Half a million people a day commute by car to work in the greater Perth area and, according to the Australian Census, 92% of these carry only the driver.
Infrastructure Australia have predicted that by 2031 seven of Australia’s ten most congested road corridors will be in Perth, and this congestion will cost Western Australia $16 billion annually.
The campaign would like the State Government to adopt its own recommendations for high occupancy vehicle lanes so that commuting times would be significantly reduced and the State could spend $Ms less than forecast on transport infrastructure.
The WA tax payer currently spends more than $1.5Bn per year to support the transport infrastructure through the State budget. By 2030 this will increase to approximately $5.7Bn per year.
The cause of congestion is a growing population, increasing car ownership, and an underinvested public transport system. The resulting, and increasing, congestion can be relieved very simply, and very affordably with Transit Lanes.

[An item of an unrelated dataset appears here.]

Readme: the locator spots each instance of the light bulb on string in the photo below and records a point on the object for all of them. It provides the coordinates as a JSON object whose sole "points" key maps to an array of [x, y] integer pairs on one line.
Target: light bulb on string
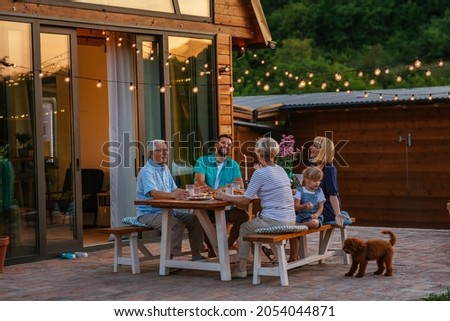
{"points": [[302, 84], [417, 63]]}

For those that have not driven around Eastern States, Transit Lanes allow cars with 2 or more people in them to share bus lanes. New South Wales, Victoria and Queensland have many Transit (T2 / T3) lanes and they are used successfully around the world as a way to relieve congestion and speed up commuting by car.
Average journey times in Perth during the morning & evening peak travel times are 42% & 40% longer than normal. Car-pooling reduces congestion, reduces the increasing cost of infrastructure and reduces carbon emissions and greenhouse gases. Car-pool lanes are an affordable, proven and obvious solution, but have so far been ignored by State transport chiefs.
The State’s comprehensive ‘Transport @ 3.5 Million’ plan published a few months ago recognised car-pooling reduced single occupancy vehicle trips, lowered the number of car trips, and the total number of kilometres travelled. However, the plan has not included any specific actions that will increase adoption of car-pooling. It has ignored its own original advice on Transit Lanes as a significant carrot to encourage car-pooling, and instead is relying on ‘Parking Strategies’ and use of levies as a stick to reduce car trips.
In the FAQ to the ‘Transport @ 3.5 Million’ plan, the Department of Transport / Main Roads stated, ‘High Occupancy Vehicle (HOV) lanes were considered as part of Transport @ 3.5 Million as an option for Perth’. Their analysis stated that although ‘on the available evidence HOV priority schemes are in general unlikely to be economically worthwhile on freeways in the Perth area, although there may be some specific ‘niche’ situations where they could be warranted.’
The campaigners are not privy to the Department of Transport’s conclusion that freeways be excluded, but were encouraged because the ‘plan’ went on to list success factors that enhance Transit Lane scheme efficiency and could result in ‘time savings of at least five to seven minutes on journeys of between 40 and 60 minutes’.
Transit Lanes decrease the amount of cars utilising the non-Transit lane. Even during peak traffic times, Transit lanes move significantly quicker than adjacent lanes, allowing commuters to zip past traffic. With 3 people to a car, it eliminates 2 cars from the highway, reducing congestion on standard lanes while streamlining travel in the high occupancy vehicle Transit Lanes.
On average, Transit lanes move approximately 8 km/h faster than general lanes. Depending on a commute, this could save about 10 to 15 minutes each way.